Should FDXF achieve valuation multiples consistent with Old Dominion, analyst projections place fair value near $275—representing nearly 50% appreciation from when-issued levels.
Old Dominion maintains superior profitability metrics, however. Projections indicate roughly $1.5 billion operating profit from $5.7 billion revenue in 2026, delivering higher margins than FDXF currently achieves.
Narrowing this profitability differential becomes critical for FDXF to justify premium valuations. Management targets 10%–12% operating profit expansion over the medium term, which supports this objective.
By comparison, Old Dominion has delivered approximately 8% average annual operating profit growth over the preceding five years. Forward estimates anticipate roughly 11% growth—closely aligned with FDXF’s stated goals.

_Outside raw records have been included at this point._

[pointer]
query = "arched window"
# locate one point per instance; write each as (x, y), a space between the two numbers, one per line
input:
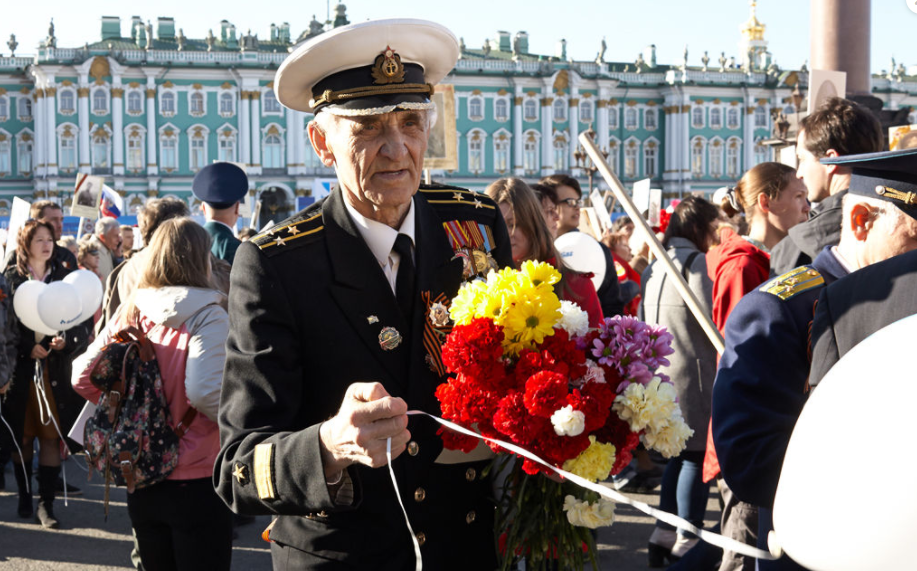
(226, 103)
(630, 119)
(716, 118)
(501, 109)
(197, 103)
(530, 110)
(270, 103)
(476, 108)
(272, 149)
(585, 111)
(560, 109)
(697, 117)
(167, 104)
(67, 103)
(99, 102)
(25, 109)
(134, 103)
(649, 119)
(732, 118)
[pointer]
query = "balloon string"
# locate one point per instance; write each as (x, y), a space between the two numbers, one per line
(723, 542)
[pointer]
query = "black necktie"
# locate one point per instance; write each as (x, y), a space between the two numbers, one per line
(404, 282)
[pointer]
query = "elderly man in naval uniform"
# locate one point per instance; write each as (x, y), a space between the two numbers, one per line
(331, 340)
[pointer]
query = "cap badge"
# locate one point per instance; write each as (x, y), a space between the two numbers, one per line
(388, 68)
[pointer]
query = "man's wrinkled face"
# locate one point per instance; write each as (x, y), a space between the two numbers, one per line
(378, 158)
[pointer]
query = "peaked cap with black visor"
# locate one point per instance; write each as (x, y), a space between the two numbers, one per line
(369, 68)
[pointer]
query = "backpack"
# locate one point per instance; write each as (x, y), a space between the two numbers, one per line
(130, 438)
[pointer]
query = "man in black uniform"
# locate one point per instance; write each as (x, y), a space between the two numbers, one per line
(869, 299)
(331, 342)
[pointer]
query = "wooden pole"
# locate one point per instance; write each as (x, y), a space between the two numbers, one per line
(621, 193)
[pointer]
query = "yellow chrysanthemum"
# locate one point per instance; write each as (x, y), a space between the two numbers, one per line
(595, 462)
(541, 274)
(465, 304)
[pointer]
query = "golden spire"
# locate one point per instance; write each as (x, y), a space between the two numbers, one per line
(753, 30)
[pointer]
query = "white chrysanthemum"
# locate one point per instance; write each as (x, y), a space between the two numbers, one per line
(668, 437)
(568, 422)
(643, 406)
(573, 319)
(584, 514)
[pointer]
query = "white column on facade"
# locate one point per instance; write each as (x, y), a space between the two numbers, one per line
(256, 132)
(573, 116)
(291, 141)
(83, 119)
(518, 141)
(547, 131)
(117, 125)
(152, 165)
(245, 153)
(50, 126)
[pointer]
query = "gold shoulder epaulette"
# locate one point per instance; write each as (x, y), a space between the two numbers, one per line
(284, 233)
(794, 282)
(456, 197)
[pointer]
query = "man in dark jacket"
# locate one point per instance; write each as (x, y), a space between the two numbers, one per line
(840, 127)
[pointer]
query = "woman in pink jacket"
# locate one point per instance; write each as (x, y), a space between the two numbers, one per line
(179, 523)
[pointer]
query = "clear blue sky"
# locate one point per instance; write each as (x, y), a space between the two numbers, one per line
(627, 25)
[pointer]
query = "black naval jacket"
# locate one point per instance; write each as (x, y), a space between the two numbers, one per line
(307, 303)
(859, 305)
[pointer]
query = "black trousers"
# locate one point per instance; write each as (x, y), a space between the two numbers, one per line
(181, 525)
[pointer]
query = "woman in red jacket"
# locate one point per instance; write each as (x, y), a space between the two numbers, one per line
(772, 200)
(531, 240)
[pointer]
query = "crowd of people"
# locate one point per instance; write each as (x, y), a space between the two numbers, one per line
(305, 359)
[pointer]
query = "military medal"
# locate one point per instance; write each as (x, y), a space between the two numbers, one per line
(389, 338)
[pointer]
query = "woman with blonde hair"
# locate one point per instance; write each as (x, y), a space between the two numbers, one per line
(531, 239)
(179, 523)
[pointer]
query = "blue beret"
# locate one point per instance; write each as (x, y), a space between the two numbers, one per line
(220, 185)
(889, 175)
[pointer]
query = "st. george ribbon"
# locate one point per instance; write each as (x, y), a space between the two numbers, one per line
(725, 543)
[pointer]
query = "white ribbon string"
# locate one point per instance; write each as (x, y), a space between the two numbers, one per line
(725, 543)
(418, 559)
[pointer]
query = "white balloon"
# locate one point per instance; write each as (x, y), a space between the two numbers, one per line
(89, 286)
(59, 306)
(862, 410)
(25, 305)
(582, 253)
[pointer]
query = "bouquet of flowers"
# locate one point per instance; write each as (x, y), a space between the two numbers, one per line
(526, 369)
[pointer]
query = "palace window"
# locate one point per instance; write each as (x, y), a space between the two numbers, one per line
(476, 108)
(530, 110)
(716, 118)
(649, 119)
(697, 117)
(25, 108)
(650, 152)
(269, 103)
(501, 109)
(196, 103)
(167, 104)
(99, 102)
(732, 118)
(24, 153)
(560, 110)
(733, 155)
(530, 153)
(65, 102)
(630, 160)
(134, 103)
(630, 119)
(586, 114)
(226, 104)
(760, 117)
(716, 158)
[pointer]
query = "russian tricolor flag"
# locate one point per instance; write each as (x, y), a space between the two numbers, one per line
(112, 202)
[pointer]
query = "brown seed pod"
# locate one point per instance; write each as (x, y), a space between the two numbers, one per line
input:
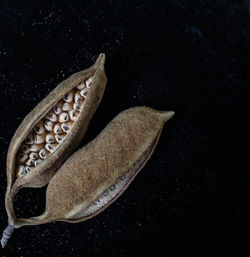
(40, 122)
(97, 174)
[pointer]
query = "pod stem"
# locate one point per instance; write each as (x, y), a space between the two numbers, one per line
(6, 235)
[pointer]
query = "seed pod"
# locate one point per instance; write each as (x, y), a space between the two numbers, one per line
(26, 135)
(97, 174)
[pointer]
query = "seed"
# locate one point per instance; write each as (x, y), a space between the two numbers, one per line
(78, 98)
(39, 139)
(84, 92)
(68, 97)
(50, 147)
(50, 139)
(66, 127)
(25, 149)
(57, 109)
(66, 107)
(33, 156)
(72, 115)
(30, 162)
(52, 117)
(28, 169)
(89, 82)
(32, 125)
(77, 107)
(29, 139)
(81, 86)
(57, 129)
(36, 148)
(48, 125)
(42, 154)
(21, 171)
(22, 157)
(63, 117)
(37, 162)
(39, 128)
(59, 138)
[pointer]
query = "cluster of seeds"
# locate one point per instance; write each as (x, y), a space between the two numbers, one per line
(50, 131)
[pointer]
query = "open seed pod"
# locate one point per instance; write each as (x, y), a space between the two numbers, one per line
(52, 130)
(97, 174)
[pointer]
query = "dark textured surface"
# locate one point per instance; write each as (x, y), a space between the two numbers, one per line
(188, 56)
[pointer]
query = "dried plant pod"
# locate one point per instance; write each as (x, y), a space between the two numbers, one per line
(33, 133)
(97, 174)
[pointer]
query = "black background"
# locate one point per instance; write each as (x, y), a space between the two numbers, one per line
(192, 198)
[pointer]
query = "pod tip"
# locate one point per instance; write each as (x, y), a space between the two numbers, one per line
(101, 59)
(6, 235)
(167, 114)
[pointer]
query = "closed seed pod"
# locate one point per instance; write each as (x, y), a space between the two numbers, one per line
(44, 116)
(97, 174)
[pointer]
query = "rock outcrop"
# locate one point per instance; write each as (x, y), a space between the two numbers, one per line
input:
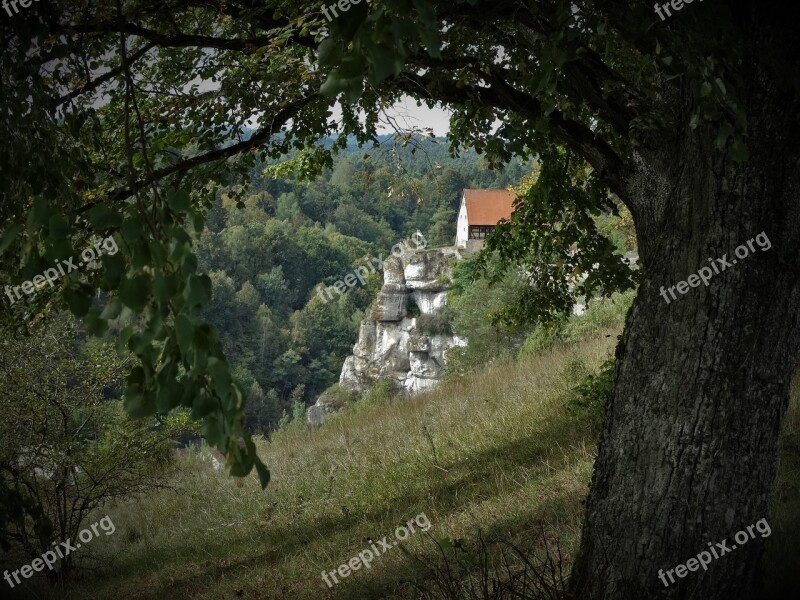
(406, 339)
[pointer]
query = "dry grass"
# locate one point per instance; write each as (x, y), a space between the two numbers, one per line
(495, 450)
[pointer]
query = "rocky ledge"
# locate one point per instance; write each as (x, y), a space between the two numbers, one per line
(406, 339)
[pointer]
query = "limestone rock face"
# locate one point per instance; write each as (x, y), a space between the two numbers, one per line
(390, 347)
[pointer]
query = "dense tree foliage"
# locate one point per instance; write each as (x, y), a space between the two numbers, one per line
(691, 122)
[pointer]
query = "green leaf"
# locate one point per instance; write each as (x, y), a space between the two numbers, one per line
(113, 269)
(8, 237)
(102, 217)
(263, 473)
(57, 226)
(329, 53)
(40, 213)
(78, 300)
(199, 290)
(184, 333)
(131, 228)
(135, 292)
(178, 200)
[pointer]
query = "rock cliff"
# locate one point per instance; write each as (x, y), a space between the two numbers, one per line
(406, 339)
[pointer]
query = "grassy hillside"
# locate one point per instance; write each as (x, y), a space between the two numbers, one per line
(505, 451)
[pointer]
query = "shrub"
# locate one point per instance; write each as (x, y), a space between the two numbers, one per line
(438, 323)
(593, 394)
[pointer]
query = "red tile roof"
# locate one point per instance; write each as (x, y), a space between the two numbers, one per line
(487, 207)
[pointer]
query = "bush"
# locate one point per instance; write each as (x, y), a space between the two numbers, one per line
(593, 394)
(381, 393)
(438, 323)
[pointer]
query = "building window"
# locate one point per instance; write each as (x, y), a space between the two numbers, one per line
(479, 232)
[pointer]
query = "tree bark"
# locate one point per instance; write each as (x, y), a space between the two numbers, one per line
(688, 453)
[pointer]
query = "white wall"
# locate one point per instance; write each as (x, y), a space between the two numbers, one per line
(462, 227)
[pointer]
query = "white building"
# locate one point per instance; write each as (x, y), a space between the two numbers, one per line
(478, 215)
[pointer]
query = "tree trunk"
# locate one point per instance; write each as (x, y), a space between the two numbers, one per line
(688, 453)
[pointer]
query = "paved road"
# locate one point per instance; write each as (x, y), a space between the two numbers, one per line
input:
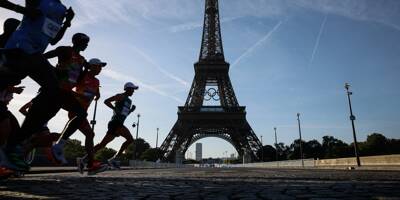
(207, 184)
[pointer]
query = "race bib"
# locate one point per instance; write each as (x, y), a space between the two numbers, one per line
(73, 75)
(50, 28)
(125, 111)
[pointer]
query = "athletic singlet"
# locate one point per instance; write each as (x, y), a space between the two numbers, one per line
(122, 109)
(34, 35)
(69, 67)
(87, 89)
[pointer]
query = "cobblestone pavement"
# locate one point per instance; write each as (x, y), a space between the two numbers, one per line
(208, 184)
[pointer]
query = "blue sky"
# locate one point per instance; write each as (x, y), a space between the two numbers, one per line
(286, 57)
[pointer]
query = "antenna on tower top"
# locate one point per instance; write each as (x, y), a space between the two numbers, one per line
(211, 45)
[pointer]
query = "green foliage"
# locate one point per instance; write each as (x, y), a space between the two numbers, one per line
(74, 149)
(331, 147)
(104, 154)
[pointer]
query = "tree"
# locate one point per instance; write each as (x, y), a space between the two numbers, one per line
(105, 154)
(283, 151)
(313, 149)
(376, 144)
(295, 149)
(335, 148)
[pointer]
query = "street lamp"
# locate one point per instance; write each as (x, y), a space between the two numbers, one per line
(352, 118)
(157, 138)
(262, 150)
(276, 147)
(301, 146)
(137, 135)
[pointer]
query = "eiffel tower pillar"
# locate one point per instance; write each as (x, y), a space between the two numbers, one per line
(211, 109)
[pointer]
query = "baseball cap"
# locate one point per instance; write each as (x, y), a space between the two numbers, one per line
(130, 85)
(96, 61)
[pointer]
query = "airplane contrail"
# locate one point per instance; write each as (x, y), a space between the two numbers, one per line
(258, 43)
(321, 30)
(159, 68)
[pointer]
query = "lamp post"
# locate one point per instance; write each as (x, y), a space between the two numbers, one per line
(137, 135)
(157, 138)
(353, 118)
(276, 147)
(262, 150)
(301, 146)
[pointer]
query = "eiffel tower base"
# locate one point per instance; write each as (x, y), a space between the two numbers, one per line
(211, 122)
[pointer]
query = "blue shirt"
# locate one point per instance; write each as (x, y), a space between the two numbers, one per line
(34, 35)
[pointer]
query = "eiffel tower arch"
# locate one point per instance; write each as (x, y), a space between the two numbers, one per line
(211, 109)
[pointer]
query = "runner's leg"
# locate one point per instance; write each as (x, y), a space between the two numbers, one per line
(124, 132)
(89, 137)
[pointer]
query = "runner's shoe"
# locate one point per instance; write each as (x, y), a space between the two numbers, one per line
(58, 154)
(97, 168)
(80, 165)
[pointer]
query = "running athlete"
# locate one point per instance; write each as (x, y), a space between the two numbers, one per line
(10, 25)
(43, 139)
(8, 124)
(69, 69)
(88, 90)
(44, 23)
(7, 119)
(122, 107)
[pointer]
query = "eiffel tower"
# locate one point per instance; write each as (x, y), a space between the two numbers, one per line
(211, 109)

Shareholder Distribution Details
FedEx shareholders receive one FDXF share for each two FDX shares owned as of the established record date. FedEx retains approximately 20% ownership in the freight operation following completion.
FDX stock has demonstrated robust performance approaching this milestone—advancing more than 40% year-to-date and exceeding 80% gains over the trailing twelve months through Friday’s close.
Regarding analyst sentiment, FDX maintains a Strong Buy consensus among 21 Wall Street analysts, comprising 17 Buy ratings, 3 Hold ratings, and 1 Sell rating. The consensus price target stands at $423.15, suggesting approximately 3% appreciation potential from present levels.
FDXF commences official trading Monday, June 1.